Friday, March 16, 2012

Tales of 3 Geese

Hunting for many Westerners living in Korea during the late 19th and early 20th centuries was not just to put food on the table; it was also considered manly entertainment. While large animals, such as deer, bears, wild boar and, for some of the braver individuals, tigers were often the prey, for the most part wild fowl was the game of choice.

It is no coincidence that some of the earliest Western canines in Korea were bird dogs — cocker spaniels seem to have been especially prized by the British Navy. During the British occupation of Gomundo Islands (1885-1887), British sailors and Marines imported pheasants from China and started their own hunting club.



For Westerners living in Seoul, ducks and geese were popular game birds. Horace Allen, the American representative to Korea (1897-1905), boasted that the geese and ducks were so abundant along the Han River that he had seen it fairly black with them. There were so many birds that some hunters were able to take four down with a single shot.

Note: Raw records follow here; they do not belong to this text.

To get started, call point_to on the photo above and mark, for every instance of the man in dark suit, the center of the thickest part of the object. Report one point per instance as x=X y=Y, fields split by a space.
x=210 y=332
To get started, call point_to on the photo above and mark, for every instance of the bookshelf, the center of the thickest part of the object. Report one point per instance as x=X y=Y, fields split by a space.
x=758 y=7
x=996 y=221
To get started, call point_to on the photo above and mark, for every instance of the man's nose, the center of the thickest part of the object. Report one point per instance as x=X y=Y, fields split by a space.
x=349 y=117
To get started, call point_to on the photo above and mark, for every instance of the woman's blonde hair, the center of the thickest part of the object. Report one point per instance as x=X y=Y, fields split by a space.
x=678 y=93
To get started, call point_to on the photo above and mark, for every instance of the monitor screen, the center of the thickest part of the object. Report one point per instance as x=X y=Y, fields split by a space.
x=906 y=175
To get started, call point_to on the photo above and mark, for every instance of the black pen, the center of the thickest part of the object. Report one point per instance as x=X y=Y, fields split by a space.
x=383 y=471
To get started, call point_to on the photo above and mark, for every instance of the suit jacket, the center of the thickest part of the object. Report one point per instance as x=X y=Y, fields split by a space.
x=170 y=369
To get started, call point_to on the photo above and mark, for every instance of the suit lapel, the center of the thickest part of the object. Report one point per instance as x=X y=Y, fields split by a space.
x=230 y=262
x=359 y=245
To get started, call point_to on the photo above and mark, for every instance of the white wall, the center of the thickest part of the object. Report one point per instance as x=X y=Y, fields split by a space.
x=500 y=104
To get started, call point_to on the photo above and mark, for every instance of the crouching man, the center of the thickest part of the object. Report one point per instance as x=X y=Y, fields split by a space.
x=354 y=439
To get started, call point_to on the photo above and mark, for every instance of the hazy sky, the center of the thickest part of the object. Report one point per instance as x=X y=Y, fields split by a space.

The truth of his boast is impossible to determine now but undoubtedly none of those Western hunters were as skilled or as unfortunate as a fabled hunter Homer Hulbert wrote about in 1902 (“Things Korean,” Horace N. Allen).

According to Hulbert, there was a hunter so skilled with a bow that he could shoot an arrow through a cash (a Joseon era coin with a hole in the center) without moving the coin. One day, a bystander noticed three geese flying overhead and challenged the hunter to bring the three of them down with a single arrow. Without hesitation, the hunter complied and the three geese fell from the sky.

Already proud of his feat, that night the hunter was further blessed with a portent of good tidings. He dreamt that his wife would soon give birth to three fine young sons and, by that winter, he was the proud father of triplet sons.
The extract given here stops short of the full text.